You’ll need to wear a gown and begin the exam lying on your left side on the exam table. Then you need to draw your knees toward your abdomen. Then the sigmoidoscope, which is a thin and flexible tube, will be inserted into your rectum. The tube has a light as well as a very small camera on the end, which helps images to be transmitted onto a monitor for the doctor to see. The tube also inflates your colon with some air, making it easier for your doctor to examine.

Please note that when the scope is moved or air is introduced, you might experience abdominal cramping or the urge to move your bowels.

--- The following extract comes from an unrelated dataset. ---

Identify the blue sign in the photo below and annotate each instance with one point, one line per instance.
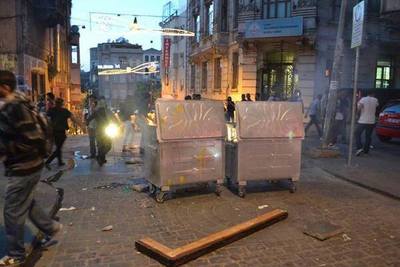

This exam should take around 15 minutes. If biopsies are taken, it may require slightly more time. Usually, sedation and pain medications aren’t required. If a polyp is found, your doctor might recommend a full colonoscopy to examine the entire colon, as there might be other polyps present further up in the colon.

After the procedure

After the exam, you should be able to return to your usual diet and activities. However, you might experience mild discomfort after the exam. You might feel bloated or pass gas for some hours as the air is cleared from your colon. Walking should help relieve the discomfort.

You might also notice a little blood with your first bowel movement after the exam, for which there is no reason to worry. You can consult your doctor if you continue to pass blood or blood clots or if you experience persistent abdominal pain or a fever of 100 F or higher.

If your results are negative, that means your doctor hasn’t found any abnormalities in your colon. If you’re above fifty years of age, then you may be at average risk of colon cancer. So your doctors can recommend the exam again after five years.

If your results are positive that means your doctor found polyps or abnormal tissues in your colon. You might require additional testing, such as colonoscopy, depending on the findings. The abnormalities will be examined more thoroughly, biopsied or removed.